Words by David C. Obenour
For as many column inches that have been dedicated to the merits of vinyl over plastic, a deeper discussion on the past and future of the pop music recorded therein remains largely unhad. Pop culture has a short attention span and even shorter memory, so it’s hard to imagine a time when the guitar, bass, and drum model didn’t dominate the airwaves. But it existed and it will exist again. Maybe even soon.
Not content to be a relic of an artform in evolution, Justin Moyer (El Guapo, E.D./Edie Sedgwick, Antelope) is exploring a simple sampler pad for a new outfit, Light Beams, along with Sam Lavine on drums and Arthur Noll on bass. Releasing their debut album, Self-Help on Don Giovanni earlier this year, the trio burst with energy and ideas for a new decade.
Off Shelf: Self-Help is a very upbeat record. Did you find it at all personally challenging to make music like this in our current climate that feels so inundated with anger and fear?
Justin Moyer: It is incredibly difficult to make any kind of art in a world hostile to it — or worse, indifferent to it. I’m not sure a particular political climate, aside from outright censorship in many areas of the globe, makes it harder. More relevant is the artist’s struggle with themselves.
OS: Why do you think upbeat music is important in a time like this?
JM: I’m not sure “upbeat” music is required. I think music that grapples with the self in the Socratic sense is required. That grappling might take “downbeat”/negative or “upbeat”/positive forms, or emanate negative or positive “vibes,” for different artists. But the grappling is essential.
OS: The materials for Self-Help talk a lot about the problem of staleness in popular music and your effort to try and shakeup the formula. A lofty ambition, why is that important to you?
JM: In 1970, artists didn’t while away hours pinning away nostalgically for Gramophones or Tin Pan Alley. So why in 2020 are so many trying to recreate 1970 or 1980? We should be searching for new, exciting, challenging forms, whether they hit or miss.
OS: How important is the evolution of the live performance aspect of popular music to you?
JM: A bit like asking how important oxygen is to breathing! The live performance is, or should be, the center of popular music. Recordings can be great, but are a shadow.
OS: You formed as a band in 2017 and had a limited run cassette release. How have you evolved since then? How has touring and performing live helped in that evolution?
JM: We perform without set lists and mostly without stopping, so live performance is the crucible where we succeed or fail. The more we play the more we learn how to succeed — we learn what material works and what does not, which songs fit together and which don’t, how to play songs at preset tempos of some samples. Playing live doesn’t really contribute to our existence — it is where we exist.
OS: On a large or small scale, who else do you see out there as pushing the envelope or redefining popular music?

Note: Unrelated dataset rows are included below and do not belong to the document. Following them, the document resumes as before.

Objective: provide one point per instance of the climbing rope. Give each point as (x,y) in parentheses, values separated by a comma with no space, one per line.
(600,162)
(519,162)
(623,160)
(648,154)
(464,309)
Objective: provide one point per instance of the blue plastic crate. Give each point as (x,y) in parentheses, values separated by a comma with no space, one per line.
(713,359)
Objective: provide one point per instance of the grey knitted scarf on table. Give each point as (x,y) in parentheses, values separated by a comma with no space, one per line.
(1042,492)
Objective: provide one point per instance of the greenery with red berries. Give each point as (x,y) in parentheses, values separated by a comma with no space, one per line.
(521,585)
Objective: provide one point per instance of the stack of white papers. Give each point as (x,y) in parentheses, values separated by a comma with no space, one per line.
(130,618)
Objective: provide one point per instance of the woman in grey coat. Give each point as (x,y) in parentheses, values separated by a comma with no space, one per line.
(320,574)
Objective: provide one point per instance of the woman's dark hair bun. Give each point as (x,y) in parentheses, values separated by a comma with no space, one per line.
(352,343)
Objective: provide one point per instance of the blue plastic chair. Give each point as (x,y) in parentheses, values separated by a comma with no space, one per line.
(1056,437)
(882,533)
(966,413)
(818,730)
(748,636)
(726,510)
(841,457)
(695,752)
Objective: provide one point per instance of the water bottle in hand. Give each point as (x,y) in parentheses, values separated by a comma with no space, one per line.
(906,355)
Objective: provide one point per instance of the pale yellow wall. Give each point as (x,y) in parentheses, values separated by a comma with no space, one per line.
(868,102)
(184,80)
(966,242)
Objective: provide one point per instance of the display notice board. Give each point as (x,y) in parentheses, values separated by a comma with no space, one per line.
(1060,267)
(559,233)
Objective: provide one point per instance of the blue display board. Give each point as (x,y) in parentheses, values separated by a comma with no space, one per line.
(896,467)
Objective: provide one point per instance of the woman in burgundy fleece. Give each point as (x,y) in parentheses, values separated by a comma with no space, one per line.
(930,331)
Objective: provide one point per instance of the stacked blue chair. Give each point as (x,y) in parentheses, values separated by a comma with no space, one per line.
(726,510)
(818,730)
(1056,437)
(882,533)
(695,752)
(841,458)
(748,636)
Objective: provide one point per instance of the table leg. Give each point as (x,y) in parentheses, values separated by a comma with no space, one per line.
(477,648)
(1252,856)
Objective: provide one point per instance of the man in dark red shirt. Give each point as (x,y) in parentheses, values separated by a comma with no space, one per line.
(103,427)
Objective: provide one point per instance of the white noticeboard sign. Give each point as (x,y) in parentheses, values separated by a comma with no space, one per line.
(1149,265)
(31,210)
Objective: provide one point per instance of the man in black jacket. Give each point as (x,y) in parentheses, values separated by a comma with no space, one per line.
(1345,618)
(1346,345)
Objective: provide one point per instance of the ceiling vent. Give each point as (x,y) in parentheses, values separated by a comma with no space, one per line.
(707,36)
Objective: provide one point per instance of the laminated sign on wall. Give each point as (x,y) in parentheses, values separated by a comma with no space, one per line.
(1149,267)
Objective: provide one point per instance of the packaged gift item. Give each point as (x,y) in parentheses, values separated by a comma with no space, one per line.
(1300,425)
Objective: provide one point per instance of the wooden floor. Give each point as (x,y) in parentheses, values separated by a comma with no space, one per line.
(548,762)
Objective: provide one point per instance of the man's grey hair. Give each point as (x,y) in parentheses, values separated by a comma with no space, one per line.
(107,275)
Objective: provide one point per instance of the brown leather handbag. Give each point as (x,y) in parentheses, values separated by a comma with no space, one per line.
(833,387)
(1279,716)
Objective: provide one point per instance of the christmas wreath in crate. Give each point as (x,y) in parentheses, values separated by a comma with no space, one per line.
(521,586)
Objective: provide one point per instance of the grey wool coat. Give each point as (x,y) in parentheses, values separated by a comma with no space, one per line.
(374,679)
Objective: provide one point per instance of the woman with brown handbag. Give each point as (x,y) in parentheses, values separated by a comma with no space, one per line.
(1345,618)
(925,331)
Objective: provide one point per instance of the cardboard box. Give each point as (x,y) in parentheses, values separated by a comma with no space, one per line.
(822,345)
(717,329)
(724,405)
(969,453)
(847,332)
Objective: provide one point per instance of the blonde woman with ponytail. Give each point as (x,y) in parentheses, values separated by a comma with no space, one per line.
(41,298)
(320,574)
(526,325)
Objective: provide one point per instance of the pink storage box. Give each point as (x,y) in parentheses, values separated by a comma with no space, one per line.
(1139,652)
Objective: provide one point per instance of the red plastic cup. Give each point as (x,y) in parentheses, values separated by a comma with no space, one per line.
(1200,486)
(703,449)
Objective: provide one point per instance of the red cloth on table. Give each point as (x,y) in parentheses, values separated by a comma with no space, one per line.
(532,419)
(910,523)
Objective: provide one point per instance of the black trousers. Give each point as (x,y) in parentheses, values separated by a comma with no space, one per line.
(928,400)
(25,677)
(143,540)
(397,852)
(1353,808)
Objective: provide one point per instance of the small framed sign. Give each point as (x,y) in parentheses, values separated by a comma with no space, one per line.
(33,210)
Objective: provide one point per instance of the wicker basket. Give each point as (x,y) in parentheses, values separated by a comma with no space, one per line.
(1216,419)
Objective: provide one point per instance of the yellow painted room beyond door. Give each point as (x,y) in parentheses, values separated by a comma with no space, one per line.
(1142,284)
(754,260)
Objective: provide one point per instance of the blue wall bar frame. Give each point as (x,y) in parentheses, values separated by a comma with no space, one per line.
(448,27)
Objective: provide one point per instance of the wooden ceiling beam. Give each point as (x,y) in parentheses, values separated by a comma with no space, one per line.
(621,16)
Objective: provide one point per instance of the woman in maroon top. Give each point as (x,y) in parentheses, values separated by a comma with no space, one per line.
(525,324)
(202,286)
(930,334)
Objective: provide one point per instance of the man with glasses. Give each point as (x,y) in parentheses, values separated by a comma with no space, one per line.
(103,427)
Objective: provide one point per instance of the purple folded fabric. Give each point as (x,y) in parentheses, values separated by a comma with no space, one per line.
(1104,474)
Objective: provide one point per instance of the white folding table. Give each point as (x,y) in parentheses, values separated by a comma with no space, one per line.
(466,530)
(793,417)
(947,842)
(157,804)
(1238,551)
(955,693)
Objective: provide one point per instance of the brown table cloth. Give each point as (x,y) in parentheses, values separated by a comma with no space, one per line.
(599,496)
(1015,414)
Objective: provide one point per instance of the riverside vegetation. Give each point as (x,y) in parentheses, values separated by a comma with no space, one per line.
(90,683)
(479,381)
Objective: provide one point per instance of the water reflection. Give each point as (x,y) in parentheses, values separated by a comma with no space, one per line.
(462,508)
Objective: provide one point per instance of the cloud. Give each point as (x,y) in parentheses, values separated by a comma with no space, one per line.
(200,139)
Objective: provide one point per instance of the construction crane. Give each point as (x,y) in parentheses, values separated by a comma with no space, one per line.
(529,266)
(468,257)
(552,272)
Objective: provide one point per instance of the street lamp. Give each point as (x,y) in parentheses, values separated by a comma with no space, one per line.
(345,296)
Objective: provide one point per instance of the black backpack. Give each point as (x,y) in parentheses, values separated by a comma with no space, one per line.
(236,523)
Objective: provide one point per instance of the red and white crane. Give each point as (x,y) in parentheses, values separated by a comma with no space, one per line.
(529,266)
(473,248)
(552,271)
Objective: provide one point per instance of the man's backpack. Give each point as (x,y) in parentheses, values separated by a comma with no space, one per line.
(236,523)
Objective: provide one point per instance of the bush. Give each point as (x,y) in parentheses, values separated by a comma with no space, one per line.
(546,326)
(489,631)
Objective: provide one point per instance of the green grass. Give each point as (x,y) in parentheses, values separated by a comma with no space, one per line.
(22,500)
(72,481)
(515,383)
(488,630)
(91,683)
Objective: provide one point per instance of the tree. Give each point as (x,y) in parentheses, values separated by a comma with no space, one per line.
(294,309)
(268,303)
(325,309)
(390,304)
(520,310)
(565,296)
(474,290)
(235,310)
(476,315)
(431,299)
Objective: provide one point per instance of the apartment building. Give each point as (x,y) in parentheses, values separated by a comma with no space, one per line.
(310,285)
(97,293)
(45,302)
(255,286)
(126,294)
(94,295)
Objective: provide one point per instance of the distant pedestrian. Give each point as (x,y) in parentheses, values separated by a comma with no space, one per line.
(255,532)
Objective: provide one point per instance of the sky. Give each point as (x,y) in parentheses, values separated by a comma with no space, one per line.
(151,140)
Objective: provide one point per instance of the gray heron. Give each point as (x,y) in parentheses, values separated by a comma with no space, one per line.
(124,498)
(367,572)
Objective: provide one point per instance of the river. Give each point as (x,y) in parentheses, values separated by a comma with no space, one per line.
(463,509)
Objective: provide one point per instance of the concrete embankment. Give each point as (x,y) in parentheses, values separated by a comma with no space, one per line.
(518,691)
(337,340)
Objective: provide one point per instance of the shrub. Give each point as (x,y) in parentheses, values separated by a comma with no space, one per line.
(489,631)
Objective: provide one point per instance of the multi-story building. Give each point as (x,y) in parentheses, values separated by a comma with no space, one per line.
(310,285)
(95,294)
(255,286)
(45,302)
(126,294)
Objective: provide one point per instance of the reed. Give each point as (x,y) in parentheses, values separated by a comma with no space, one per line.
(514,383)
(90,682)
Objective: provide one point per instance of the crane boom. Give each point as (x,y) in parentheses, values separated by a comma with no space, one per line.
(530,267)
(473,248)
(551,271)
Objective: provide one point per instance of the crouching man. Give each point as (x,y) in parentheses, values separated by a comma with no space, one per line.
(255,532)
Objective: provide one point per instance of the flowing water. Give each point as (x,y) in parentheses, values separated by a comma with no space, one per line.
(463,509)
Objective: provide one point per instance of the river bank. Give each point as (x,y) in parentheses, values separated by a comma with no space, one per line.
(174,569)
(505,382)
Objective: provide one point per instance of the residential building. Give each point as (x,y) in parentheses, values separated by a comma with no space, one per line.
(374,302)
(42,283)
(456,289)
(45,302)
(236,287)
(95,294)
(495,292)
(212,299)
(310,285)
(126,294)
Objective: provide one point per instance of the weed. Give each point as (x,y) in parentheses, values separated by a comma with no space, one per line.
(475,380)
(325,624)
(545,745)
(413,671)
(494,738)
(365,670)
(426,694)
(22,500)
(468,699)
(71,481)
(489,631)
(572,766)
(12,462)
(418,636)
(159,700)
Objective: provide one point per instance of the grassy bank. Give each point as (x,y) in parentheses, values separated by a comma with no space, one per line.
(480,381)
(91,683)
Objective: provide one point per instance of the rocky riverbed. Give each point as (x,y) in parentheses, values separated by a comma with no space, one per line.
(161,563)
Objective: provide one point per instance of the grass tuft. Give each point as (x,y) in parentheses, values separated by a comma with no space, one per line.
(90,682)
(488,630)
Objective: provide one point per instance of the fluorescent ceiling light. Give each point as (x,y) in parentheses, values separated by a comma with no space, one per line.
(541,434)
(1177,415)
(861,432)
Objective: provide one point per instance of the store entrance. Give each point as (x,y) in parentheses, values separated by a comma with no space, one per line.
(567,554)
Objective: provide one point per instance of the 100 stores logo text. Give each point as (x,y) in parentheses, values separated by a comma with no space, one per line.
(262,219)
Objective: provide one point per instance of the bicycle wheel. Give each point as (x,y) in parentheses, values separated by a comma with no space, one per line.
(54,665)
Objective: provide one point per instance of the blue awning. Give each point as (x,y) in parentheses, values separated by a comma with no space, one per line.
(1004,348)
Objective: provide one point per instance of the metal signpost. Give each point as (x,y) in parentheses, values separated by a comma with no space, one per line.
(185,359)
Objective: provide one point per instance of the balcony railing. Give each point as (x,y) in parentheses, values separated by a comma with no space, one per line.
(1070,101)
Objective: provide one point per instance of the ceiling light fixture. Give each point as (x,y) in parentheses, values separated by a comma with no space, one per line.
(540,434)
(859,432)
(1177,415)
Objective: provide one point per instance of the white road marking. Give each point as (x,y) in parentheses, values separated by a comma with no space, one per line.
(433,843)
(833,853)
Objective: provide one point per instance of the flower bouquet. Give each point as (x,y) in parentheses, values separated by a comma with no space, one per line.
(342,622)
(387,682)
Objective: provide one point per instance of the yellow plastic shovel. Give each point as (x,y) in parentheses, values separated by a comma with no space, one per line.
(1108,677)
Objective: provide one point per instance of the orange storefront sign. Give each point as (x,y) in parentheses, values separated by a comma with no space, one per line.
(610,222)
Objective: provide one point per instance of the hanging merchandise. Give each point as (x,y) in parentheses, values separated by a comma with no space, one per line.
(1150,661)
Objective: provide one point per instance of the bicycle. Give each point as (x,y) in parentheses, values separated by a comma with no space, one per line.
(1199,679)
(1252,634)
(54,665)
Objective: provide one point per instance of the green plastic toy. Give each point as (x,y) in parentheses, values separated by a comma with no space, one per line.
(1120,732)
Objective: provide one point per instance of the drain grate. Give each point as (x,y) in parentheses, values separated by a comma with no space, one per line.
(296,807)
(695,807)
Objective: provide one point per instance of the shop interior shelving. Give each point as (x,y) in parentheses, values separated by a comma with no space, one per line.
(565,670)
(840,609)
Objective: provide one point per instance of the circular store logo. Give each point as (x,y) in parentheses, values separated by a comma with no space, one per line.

JM: I’m not sure I’m in a position to say at 42. I would say I’m more personally touched by performances I see than by ones I hear. So I’m impressed by Escapism. And Algiers. And this band shimmer from Philly. And I’m more interested in random hip hop I hear on the radio than random rock and roll I hear on the radio.
OS: Can you talk about your use of samples? I heard that you initially started performing in a band with them as a way for an ailing bandmate to still contribute.
JM: Yes, Sam [Lavine] and I were in a previous band that stopped partly because of a bandmate’s illness, and our sample pad was initially thought to be part of the solution that turned out not to be a solution.
The pads are really unwieldy to use. In fact, the process of using them is horrible, where parts have to be written on other instruments or discovered in the environment, then recorded and placed on to the pad through a pretty annoying computer process, and then fine tuned as the song develops, which means going back to the computer.
But the pads are only horrible until they are completely amazing. They free you of any sonic limitations. Any sound in the universe can be included in your songs. They are also easy to play once a band gets the hang of them. It’s sort of like being in a band with a Simon Says. A sampler like mine is a very naive, childish thing to have onstage, which brings great energy. It’s not a computer or a synth, which is a very energetically heavy, corporate, awful thing to have onstage. I’m a real evangelist for pads; I think they should become the default performing option just as the guitar was once the default performing option from about 1950-2000. I already started a different band in Light Beams format where I play drums.
OS: You refer to your music as “Block Rock” – can you describe that further?
JM: Because of the sampling process, the music exists as literal blocks of data. The name also evokes the city, which is ever- evolving. This isn’t “roots” music, or “organic” in any way. In some ways, it’s Music Concrète in the classical avant garde sense. Though it’s also not avant garde.
OS: As for the evolution of Light Beams, now that you’ve recorded your debut full length – where would you like to see the band going from here?
JM: We are just trying to stay alive — physically, emotionally, psychically. We have a lot to figure out — an emotionally viable way to tour, for example, is sort of elusive given the conditions live performers face in 2020 with the proliferation of depressing festivals and a generational disinterest in leaving the house. We also face technical struggles — our solar powered studio, Solar Power Station, is in need of constant upgrades that, like iPhones, might render our current equipment unusable. We might collapse at any moment, like Austalia! But we are still here.